“Because I wanted to tell how bad I felt about letting him get hurt, because—because he has been better to me than any boy in the school, because—because—” (again Dan’s tone grew husky) “I just had to bid Freddy good-bye.”
“O Father, no, no!” Freddy burst out tremulously. “Don’t let him say good-bye! Don’t send Dan away, Father, please! He won’t fight any more, will you, Dan?”
“I am not promising that,” answered Dan, sturdily. “I won’t stand shoving and knocking, not even to keep my place here.”
“O Dan!” cried Freddy, in dismay at such an assertion. “Why, you said you would work day and night to stay at Saint Andrew’s!”
“Work, yes,” replied Dan, gruffly. “I don’t mind work, but I won’t ever play lickspittle.”
“And is that the way ye’d be talking before his reverence?” broke in Brother Tim, indignantly. “Get out of the infirmary this minute, Dan Dolan; for it’s the devil’s own pride that is on yer lips and in yer heart, God forgive me for saying it.”
“We’ll settle this later,” said Father Regan, quietly. “Go down to my study, Dan, and wait for me.

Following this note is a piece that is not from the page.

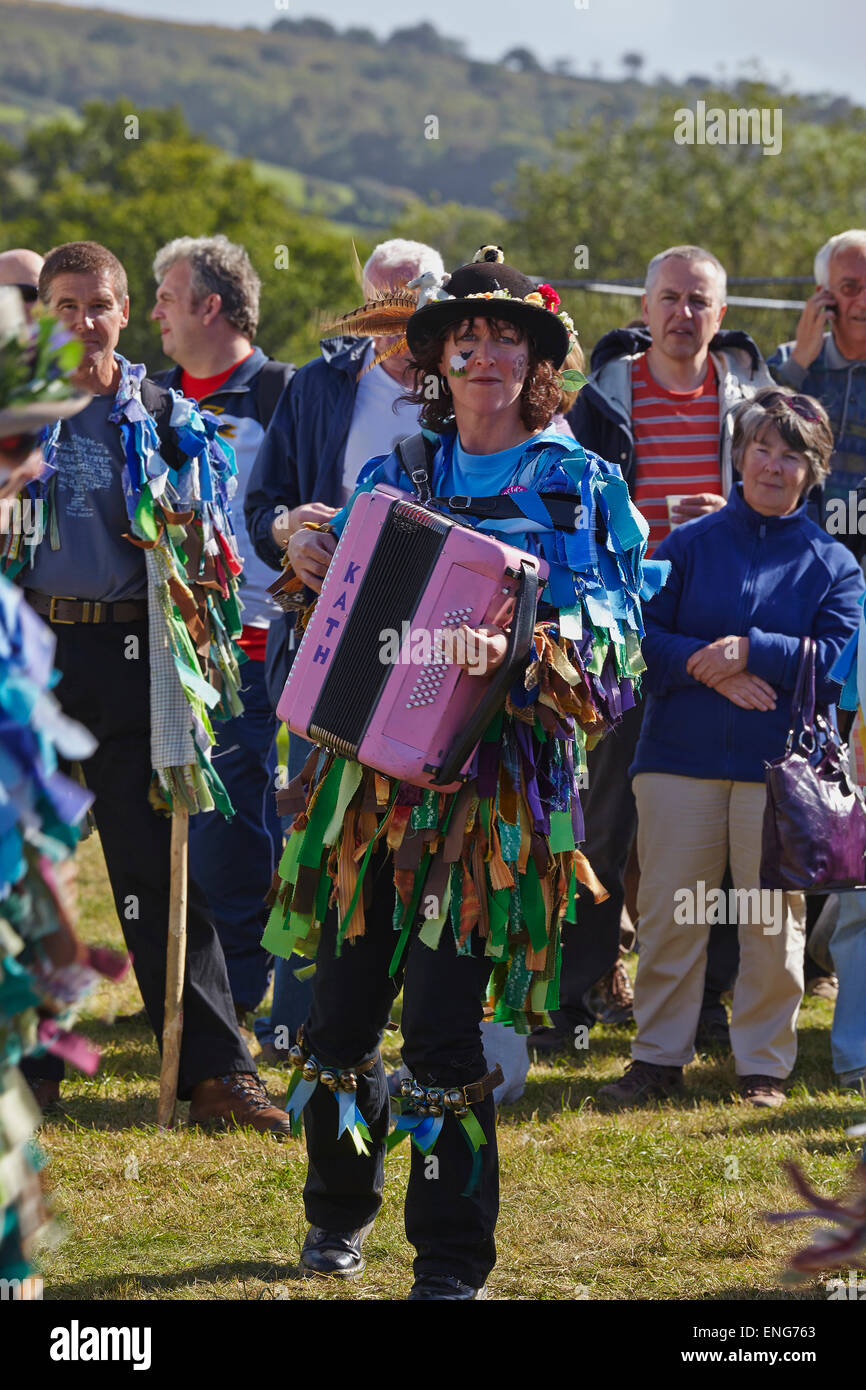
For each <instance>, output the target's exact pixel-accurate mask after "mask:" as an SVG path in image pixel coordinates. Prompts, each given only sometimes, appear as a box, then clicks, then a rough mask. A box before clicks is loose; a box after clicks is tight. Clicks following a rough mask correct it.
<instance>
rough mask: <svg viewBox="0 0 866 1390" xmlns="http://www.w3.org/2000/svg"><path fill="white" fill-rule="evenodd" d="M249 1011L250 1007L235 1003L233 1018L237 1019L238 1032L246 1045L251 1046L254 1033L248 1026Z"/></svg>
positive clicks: (252, 1042) (250, 1046) (249, 1017)
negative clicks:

I have a message for Freddy from his uncle.”
“O Dan, Dan!” (There was a sob in the younger boy’s voice as he felt all this parting might mean.) “I’ll—I’ll miss you dreadfully, Dan!”
“Don’t!” said Dan, gripping his little comrade’s hand. “I ain’t worth missing. I’m glad I came, anyhow, to say good-bye and good-luck, Freddy!” And he turned away at the words, with something shining in his blue eyes that Father Regan knew was not all defiance.
It was a long wait in the study. Dan had plenty of time to think, and his thoughts were not very cheerful. He felt he had lost his chance,—the chance that had been to him like the sudden opening of a gate in the grim stone wall of circumstances that had surrounded him,—a gate beyond which stretched free, sunlit paths to heights of which he had never dreamed. He had lost his chance; for a free scholarship at Saint Andrew’s depended on good conduct and observance of rules as well as study; and Dan felt he had doubly and trebly forfeited his claim. But he would not whine. Perhaps it was only the plucky spirit of the street Arab that filled his breast, perhaps something stronger and nobler that steadied his lip and kindled his eye, as he looked around the spacious, book-lined room, and realized all that he was losing—had lost. For Dan loved his books,—the hard-earned scholarship proved it. Many a midnight hour had found him, wrapped in his worn blankets, studying by the light of a flaring candle-end stuck perilously on his bedpost, after good Aunt Win had thriftily put out the lamp, and believed Danny was sound asleep preparatory to a start on his beat at break of day.